Seeing the video of Holly's talk a few months ago made me really frustrated that I didn't bother going to Loop. It's especially intriguing to hear after seeing her (and her team) perform a couple of times.
I've also suffered from screen fatigue quite a bit.. after spending all day at work staring at pixels with a keyboard, looking at a screen is the last thing I want to do when I get home. This feeling was actually strong enough that I stopped making music on the computer altogether for a while. One of my favorite quotes on this topic comes from Roger Linn when talking about the Linnstrument (paraphrased a bit): "At a certain point in making music on the computer, I realized that I was actually playing, I was rolling a bar of soap around in front of the TV"
IMO, a lot of this boils down to pragmatism. I have a relatively small home studio, but I can't even imagine what a pain in the ass it would be to bring all of this stuff out for a live performance. Is it really worth bringing the OP-1 to live-trigger samples that I could use in some other way? Or bringing the keyboard synth so that I can play this one chord progression that only shows up for 30 seconds in one song?
There's definitely something to be said for the limitation of only working with the gear that you bring, but in many ways, sound preparation and studio treatment of loops (or shots) can yield results that you can't get any other way.
And I think there's also something to be said for the value of playing (instead of thinking, or science-ing) as a method of generating sounds: There isn't really anything that an OP-1 can do that a computer can't, but the OP-1 is immediately playable -- you don't have to think or science too hard to generate something appealing, that you can then throw into whatever you'd like into the computer for post-processing, etc.
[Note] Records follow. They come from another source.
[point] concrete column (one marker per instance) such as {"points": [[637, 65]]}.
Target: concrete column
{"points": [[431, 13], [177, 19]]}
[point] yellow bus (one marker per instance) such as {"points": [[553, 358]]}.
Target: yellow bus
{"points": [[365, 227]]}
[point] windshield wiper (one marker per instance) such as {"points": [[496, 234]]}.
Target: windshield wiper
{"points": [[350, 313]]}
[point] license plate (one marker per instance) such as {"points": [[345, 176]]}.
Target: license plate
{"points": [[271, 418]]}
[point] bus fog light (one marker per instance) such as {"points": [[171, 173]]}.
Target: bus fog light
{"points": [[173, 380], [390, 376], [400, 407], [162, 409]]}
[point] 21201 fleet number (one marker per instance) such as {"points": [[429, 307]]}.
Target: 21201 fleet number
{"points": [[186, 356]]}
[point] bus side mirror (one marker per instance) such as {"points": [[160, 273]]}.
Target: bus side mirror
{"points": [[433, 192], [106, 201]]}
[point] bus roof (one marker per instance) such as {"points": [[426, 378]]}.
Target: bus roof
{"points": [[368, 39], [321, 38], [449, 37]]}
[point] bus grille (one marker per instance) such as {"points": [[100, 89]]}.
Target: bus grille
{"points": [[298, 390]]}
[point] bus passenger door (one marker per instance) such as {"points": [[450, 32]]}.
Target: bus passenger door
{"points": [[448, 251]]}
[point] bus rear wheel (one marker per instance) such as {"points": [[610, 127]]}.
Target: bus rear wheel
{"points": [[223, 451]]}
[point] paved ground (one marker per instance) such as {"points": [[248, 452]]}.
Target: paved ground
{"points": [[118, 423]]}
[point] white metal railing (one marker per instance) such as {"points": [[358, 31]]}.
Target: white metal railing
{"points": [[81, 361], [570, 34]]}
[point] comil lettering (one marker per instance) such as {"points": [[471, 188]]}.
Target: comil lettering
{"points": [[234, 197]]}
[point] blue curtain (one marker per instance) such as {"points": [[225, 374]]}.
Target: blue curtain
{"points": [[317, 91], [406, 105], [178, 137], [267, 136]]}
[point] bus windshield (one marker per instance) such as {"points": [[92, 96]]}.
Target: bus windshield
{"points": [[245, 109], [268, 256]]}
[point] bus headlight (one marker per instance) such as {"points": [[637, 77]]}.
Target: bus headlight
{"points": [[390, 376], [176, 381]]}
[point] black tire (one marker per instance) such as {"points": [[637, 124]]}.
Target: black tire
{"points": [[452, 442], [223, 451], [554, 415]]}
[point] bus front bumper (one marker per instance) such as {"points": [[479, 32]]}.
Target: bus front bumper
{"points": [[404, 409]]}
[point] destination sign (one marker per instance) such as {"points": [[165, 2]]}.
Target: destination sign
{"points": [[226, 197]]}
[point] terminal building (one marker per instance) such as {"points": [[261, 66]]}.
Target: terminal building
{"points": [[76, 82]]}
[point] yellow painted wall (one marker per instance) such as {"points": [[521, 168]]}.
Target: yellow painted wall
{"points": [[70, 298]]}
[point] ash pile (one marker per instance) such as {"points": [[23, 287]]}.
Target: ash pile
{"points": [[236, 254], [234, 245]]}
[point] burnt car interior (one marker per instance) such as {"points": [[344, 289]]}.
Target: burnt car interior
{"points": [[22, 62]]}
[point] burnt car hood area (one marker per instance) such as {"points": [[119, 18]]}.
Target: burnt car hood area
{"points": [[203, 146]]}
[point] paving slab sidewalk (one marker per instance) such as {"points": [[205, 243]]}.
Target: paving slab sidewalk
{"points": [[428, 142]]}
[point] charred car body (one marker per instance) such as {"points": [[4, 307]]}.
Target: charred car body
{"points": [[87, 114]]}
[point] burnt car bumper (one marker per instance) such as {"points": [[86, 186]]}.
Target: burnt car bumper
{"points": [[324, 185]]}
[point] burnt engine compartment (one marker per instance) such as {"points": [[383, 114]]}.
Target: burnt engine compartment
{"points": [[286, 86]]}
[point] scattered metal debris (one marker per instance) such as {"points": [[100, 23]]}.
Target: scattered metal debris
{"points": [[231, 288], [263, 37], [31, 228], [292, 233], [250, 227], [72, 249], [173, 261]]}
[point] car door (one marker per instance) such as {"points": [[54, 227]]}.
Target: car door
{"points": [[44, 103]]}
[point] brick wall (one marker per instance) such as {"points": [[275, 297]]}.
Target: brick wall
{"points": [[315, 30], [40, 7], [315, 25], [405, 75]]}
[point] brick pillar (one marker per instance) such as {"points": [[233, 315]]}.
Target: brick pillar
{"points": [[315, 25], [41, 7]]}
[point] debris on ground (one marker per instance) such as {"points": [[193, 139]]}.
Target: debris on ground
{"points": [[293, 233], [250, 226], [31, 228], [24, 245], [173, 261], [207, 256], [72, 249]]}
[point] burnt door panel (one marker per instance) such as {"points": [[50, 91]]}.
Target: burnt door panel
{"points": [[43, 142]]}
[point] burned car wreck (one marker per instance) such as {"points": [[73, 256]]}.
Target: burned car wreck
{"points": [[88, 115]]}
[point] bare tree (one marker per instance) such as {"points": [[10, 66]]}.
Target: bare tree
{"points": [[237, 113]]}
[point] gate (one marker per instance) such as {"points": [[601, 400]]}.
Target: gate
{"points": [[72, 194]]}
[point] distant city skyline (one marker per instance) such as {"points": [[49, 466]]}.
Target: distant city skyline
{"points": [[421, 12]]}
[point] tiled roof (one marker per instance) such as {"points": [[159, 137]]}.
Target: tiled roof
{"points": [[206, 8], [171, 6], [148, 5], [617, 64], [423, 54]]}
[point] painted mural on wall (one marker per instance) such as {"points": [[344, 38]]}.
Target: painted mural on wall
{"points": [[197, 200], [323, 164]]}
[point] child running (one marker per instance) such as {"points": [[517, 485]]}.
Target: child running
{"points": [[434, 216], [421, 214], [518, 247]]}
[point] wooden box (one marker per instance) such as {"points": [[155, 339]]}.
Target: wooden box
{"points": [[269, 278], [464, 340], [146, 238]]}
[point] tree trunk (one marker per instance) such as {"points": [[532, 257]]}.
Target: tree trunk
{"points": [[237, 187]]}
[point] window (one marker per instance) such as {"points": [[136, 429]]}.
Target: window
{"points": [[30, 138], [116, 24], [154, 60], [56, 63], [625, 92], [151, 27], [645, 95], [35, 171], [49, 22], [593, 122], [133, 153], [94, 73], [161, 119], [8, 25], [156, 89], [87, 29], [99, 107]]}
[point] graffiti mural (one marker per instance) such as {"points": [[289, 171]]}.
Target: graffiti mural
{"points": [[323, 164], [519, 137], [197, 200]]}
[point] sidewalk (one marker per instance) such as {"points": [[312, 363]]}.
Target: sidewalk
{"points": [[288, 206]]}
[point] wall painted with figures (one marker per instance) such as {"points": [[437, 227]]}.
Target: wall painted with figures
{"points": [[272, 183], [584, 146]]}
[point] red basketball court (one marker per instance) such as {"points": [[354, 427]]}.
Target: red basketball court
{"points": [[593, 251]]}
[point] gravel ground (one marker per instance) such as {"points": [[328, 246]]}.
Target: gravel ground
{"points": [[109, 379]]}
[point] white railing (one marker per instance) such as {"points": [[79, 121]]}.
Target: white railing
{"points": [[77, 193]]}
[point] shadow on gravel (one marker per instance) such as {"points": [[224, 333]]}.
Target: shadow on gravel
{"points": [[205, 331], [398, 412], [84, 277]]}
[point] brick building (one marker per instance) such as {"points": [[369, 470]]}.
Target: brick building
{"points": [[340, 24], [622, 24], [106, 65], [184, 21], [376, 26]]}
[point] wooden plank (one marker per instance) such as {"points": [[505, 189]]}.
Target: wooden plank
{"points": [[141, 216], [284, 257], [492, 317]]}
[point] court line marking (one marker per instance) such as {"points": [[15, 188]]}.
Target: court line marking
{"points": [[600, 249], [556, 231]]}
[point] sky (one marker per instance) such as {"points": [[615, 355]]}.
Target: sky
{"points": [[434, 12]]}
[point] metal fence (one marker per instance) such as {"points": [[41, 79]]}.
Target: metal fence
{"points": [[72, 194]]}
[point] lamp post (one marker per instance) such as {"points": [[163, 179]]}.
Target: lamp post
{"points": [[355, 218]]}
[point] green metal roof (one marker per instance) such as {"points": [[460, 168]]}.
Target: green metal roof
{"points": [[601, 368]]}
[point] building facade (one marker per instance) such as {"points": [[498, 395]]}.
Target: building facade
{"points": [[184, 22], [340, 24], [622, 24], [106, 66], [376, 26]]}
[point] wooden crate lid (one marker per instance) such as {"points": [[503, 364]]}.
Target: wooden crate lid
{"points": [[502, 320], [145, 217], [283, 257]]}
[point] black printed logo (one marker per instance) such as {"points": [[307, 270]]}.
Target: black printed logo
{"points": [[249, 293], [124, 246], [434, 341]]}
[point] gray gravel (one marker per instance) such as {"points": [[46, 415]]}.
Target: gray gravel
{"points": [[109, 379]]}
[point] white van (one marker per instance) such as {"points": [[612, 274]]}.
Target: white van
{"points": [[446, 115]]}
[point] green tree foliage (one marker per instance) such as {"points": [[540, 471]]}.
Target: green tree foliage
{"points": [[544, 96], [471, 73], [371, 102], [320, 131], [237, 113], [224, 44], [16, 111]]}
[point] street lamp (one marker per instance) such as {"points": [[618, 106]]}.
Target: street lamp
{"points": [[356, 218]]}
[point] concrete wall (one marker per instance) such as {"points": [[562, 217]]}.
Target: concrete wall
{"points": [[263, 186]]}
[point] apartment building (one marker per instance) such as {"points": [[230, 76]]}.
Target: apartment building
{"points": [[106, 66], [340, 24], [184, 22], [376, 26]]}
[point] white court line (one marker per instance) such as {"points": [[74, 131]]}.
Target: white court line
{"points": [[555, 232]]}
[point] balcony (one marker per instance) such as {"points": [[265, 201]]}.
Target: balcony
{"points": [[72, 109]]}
I forget if I've talked about this on hear, but I've had this discussion of methods of performance and avenues of music consumption with a few people, and I think it's quite interesting. For (mainstream) theatrical performing arts, you have the medium of both film and stage. As an audience member, you don't judge the two on the same scale, and you expect different things from each type of performance. But, with theatrical performing arts, you have the stage theater, you have the movie theater, and then you have the home entertainment system as means of consumption. With music, there is no equivalent of the movie theater: either you're listening at home, or you're seeing something on the stage. So, why hasn't someone opened up a sound theater where it's expected that the "performance" is just hitting Play?